775 P.2d 342 | Or. Ct. App. | 1989
Defendant was convicted by a jury of assault in the second degree, ORS 163.175, after the trial court admitted the victim’s hearsay identification of defendant through medical records and testimony. Defendant assigns error to that ruling. We affirm.
On May 25, 1988, at about 4:00 a.m., the victim, defendant’s girlfriend, went to the emergency room at the Bay Area Hospital in Coos Bay. She had been very severely beaten, sustaining massive bruises over her entire body. The majority of the bruises were about two to three inches wide. In one place on her back there was a “very clear” buckle mark, indicating that the beating had been inflicted with a belt.
Dr. Hoewing, the emergency room physician who treated the victim that morning, testified at trial that such injuries gave him special cause for concern, because they were consistent with the patient’s involvement in an abusive relationship. Hoewing testified that such patients are often, because of psychological dependencies, unable to leave the abusive relationship and unwilling to report the abuse. In such cases, Hoewing attempts to discover the history of the patient’s relationship with the assailant so that, in a proper case, he may advise the patient to leave the relationship and to seek psychological counseling. Hoewing includes such advice as part of his treatment regimen for such cases, because people who remain in such relationships “frequently [come] to very serious physical harm.”

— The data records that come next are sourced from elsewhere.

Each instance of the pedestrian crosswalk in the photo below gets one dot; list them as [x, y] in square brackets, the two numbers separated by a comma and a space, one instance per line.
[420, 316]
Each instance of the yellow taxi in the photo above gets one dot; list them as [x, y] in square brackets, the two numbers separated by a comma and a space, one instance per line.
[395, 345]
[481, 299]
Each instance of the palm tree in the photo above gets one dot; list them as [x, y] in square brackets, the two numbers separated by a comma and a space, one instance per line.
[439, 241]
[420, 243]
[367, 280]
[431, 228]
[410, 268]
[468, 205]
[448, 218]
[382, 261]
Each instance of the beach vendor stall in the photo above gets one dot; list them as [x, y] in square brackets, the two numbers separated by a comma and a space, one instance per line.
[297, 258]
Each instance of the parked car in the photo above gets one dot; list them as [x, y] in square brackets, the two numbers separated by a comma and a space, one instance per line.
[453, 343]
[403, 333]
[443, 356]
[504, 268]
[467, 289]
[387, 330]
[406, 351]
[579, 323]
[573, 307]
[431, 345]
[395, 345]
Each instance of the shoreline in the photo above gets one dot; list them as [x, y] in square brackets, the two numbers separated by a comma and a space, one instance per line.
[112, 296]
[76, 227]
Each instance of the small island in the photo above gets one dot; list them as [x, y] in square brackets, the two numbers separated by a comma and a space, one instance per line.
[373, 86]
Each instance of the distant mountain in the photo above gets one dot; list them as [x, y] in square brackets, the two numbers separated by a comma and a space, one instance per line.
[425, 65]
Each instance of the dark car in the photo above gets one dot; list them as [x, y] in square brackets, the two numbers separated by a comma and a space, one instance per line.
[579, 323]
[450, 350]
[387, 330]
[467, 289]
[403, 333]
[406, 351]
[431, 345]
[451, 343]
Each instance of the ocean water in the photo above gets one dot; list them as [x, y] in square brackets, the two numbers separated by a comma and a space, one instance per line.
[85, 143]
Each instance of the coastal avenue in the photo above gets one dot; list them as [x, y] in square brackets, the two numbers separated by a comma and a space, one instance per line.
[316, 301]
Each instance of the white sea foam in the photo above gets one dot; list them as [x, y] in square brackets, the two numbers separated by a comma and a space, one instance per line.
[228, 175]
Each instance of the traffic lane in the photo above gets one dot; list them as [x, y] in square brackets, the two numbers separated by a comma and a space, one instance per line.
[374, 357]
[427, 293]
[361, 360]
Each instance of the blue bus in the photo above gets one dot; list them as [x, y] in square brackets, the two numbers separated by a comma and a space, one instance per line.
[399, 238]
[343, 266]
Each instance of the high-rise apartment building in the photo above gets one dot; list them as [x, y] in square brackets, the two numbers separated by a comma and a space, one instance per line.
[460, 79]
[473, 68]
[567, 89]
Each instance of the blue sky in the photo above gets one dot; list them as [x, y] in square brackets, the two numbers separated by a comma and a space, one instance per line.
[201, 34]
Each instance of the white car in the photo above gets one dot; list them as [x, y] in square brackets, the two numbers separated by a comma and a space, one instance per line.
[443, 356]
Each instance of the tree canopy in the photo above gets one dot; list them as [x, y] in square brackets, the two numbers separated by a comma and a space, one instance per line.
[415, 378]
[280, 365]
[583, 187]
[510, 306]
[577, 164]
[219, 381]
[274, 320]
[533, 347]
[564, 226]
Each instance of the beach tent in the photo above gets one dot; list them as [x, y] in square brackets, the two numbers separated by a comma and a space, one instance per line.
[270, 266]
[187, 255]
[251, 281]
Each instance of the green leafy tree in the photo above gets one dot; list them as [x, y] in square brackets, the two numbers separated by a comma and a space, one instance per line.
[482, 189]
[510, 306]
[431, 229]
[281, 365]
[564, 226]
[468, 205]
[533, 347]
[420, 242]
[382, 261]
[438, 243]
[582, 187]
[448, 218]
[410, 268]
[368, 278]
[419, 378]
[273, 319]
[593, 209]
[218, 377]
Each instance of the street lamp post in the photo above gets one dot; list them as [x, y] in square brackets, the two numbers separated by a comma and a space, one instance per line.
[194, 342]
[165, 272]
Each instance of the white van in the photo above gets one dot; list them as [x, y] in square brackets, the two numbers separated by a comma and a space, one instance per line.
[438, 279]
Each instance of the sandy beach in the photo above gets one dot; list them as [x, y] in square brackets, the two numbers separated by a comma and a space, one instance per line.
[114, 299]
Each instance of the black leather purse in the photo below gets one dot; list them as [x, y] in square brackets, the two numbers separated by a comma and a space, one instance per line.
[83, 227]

The victim was initially unwilling to discuss her injuries or to say what had happened to her, wishing merely to be examined, treated and allowed to leave the hospital. Because of the serious nature of her injuries, however, Hoewing talked with her for some time. After the doctor explained to her that he needed to know her prior history in order to provide her with the best possible treatment, she identified defendant as her assailant.
1, 2. Defendant contends that the doctor’s testimony about the victim’s identification of defendant as her assailant was hearsay, OEC 802, and should not have been admitted. However, some hearsay is admissible in spite of the general rule against it. OEC 803(4) provides for admission of
“[statements made for purposes of medical diagnosis or treatment and describing medical history, or past or present symptoms, pain or sensations, or the inception or general character of the cause of [sic] external source thereof in so far as reasonably pertinent to diagnosis or treatment.”
We have adopted the interpretation of that hearsay exception originally enunciated in United States v. Iron Shell, 633 F2d 77, 84 (8th Cir 1980), cert den 450 US 1001 (1981). Medical hearsay is admissible if, first, the declarant’s motive in making the statement is to promote treatment or diagnosis, and second, the content of the statement is such as a physician would reasonably rely upon in treatment or diagnosis. State v. Vosika, 83 Or App 298, 731 P2d 449, on reconsideration 85 Or App 148, 735 P2d 1273 (1987).
Defendant argues that the state laid an insufficient foundation for admission of the disputed testimony under the Iron Shell test, because it did not establish that the victim’s motive in making the statements was to promote her diagnosis or treatment. We presume that the trial court found to the contrary. Harpole v. Paeschke Farms, Inc., 267 Or 592, 598, 518 P2d 1023 (1974). Because that presumed finding is supported by the evidence, we reject defendant’s contention.
Affirmed.
Hoewing’s testimony that the victim identified defendant as her assailant was admitted over defendant’s objection.